From: Hou Tao <houtao1@huawei.com>

Currently the freed objects in bpf memory allocator may be reused
immediately by new allocation, it introduces use-after-bpf-ma-free
problem for non-preallocated hash map and makes lookup procedure
return incorrect result. The immediate reuse also makes introducing
new use case more difficult (e.g. qp-trie).

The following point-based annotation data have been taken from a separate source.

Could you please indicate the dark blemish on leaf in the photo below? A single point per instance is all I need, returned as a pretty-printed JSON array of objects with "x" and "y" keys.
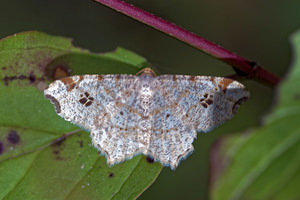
[
  {"x": 297, "y": 96},
  {"x": 238, "y": 103},
  {"x": 59, "y": 141},
  {"x": 56, "y": 152},
  {"x": 80, "y": 143},
  {"x": 209, "y": 101},
  {"x": 60, "y": 72},
  {"x": 204, "y": 105},
  {"x": 83, "y": 100},
  {"x": 150, "y": 159},
  {"x": 31, "y": 78},
  {"x": 111, "y": 175},
  {"x": 21, "y": 77},
  {"x": 88, "y": 103},
  {"x": 192, "y": 78},
  {"x": 55, "y": 102},
  {"x": 1, "y": 148},
  {"x": 13, "y": 137}
]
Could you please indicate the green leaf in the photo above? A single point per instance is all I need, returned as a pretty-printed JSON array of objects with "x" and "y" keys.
[
  {"x": 42, "y": 156},
  {"x": 264, "y": 163}
]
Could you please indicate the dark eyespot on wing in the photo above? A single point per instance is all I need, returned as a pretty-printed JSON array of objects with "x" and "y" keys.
[{"x": 54, "y": 102}]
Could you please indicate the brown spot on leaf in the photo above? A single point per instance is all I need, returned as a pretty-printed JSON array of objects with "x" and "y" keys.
[
  {"x": 100, "y": 77},
  {"x": 80, "y": 143},
  {"x": 111, "y": 175},
  {"x": 174, "y": 78},
  {"x": 209, "y": 101},
  {"x": 150, "y": 159},
  {"x": 69, "y": 82},
  {"x": 56, "y": 152},
  {"x": 204, "y": 105},
  {"x": 193, "y": 78},
  {"x": 88, "y": 103},
  {"x": 118, "y": 76},
  {"x": 60, "y": 72},
  {"x": 31, "y": 78},
  {"x": 55, "y": 102},
  {"x": 13, "y": 137},
  {"x": 1, "y": 148},
  {"x": 8, "y": 79}
]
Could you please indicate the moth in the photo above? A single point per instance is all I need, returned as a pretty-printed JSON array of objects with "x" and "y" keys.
[{"x": 158, "y": 116}]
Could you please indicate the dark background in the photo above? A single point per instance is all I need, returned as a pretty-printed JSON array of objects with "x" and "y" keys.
[{"x": 257, "y": 30}]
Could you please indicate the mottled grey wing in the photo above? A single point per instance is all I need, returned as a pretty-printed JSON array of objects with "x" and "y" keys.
[
  {"x": 185, "y": 105},
  {"x": 101, "y": 104}
]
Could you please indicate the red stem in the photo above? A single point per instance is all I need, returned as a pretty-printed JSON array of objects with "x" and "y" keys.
[{"x": 251, "y": 69}]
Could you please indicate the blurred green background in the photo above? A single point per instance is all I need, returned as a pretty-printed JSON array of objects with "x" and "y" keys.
[{"x": 257, "y": 30}]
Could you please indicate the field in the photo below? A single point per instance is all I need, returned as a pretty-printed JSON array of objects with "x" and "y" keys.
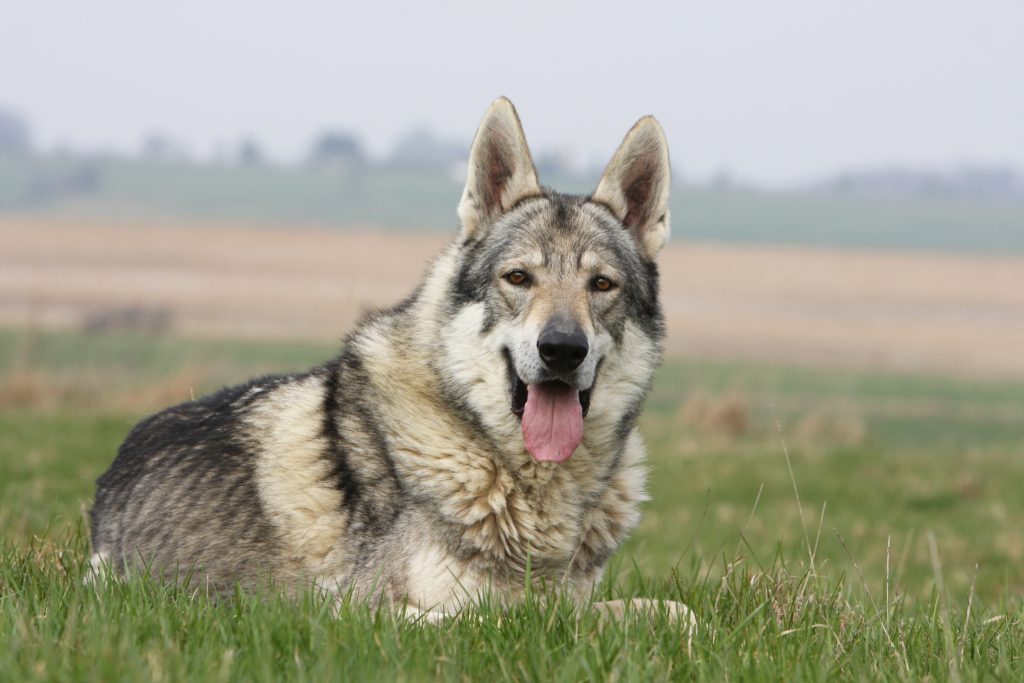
[
  {"x": 836, "y": 439},
  {"x": 110, "y": 188},
  {"x": 908, "y": 486}
]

So introduce BPF_MA_REUSE_AFTER_RCU_GP to solve these problems. For
BPF_MA_REUSE_AFTER_GP, the freed objects are reused only after one RCU
grace period and may be returned back to slab system after another
RCU-tasks-trace grace period. So for bpf programs which care about reuse
problem, these programs can use bpf_rcu_read_{lock,unlock}() to access
these freed objects safely and for those which doesn't care, there will
be safely use-after-bpf-ma-free because these objects have not been
freed by bpf memory allocator.

To make these freed elements being reusab quickly, BPF_MA_REUSE_AFTER_GP
dynamically allocates memory to create many inflight RCU callbacks to
mark these freed element being reusable. These memories used for
bpf_reuse_batch will be freed when these RCU callbacks complete. When no
memory is available, synchronize_rcu_expedited() will be used to make
these freed element reusable. In order to reduce the risk of OOM, part
of these reusable memory will be freed through RCU-tasks-trace grace
period. Before these freeing memories are freed, these memories are also
available for reuse.

The following are the benchmark results when comparing between different
flavors of bpf memory allocator. These results show:
* The performance of reuse-after-rcu-gp bpf ma is good than no bpf ma.
  Its memory usage is also good than no bpf ma except for
  add_del_on_diff_cpu case.
* The memory usage of reuse-after-rcu-gp bpf ma increases a lot compared
  with normal bpf ma.
* The memory usage of free-after-rcu-gp bpf ma is better than
  reuse-after-rcu-gp bpf ma, but its performance is bad than
  reuse-after-ruc-gp because it doesn't do reuse.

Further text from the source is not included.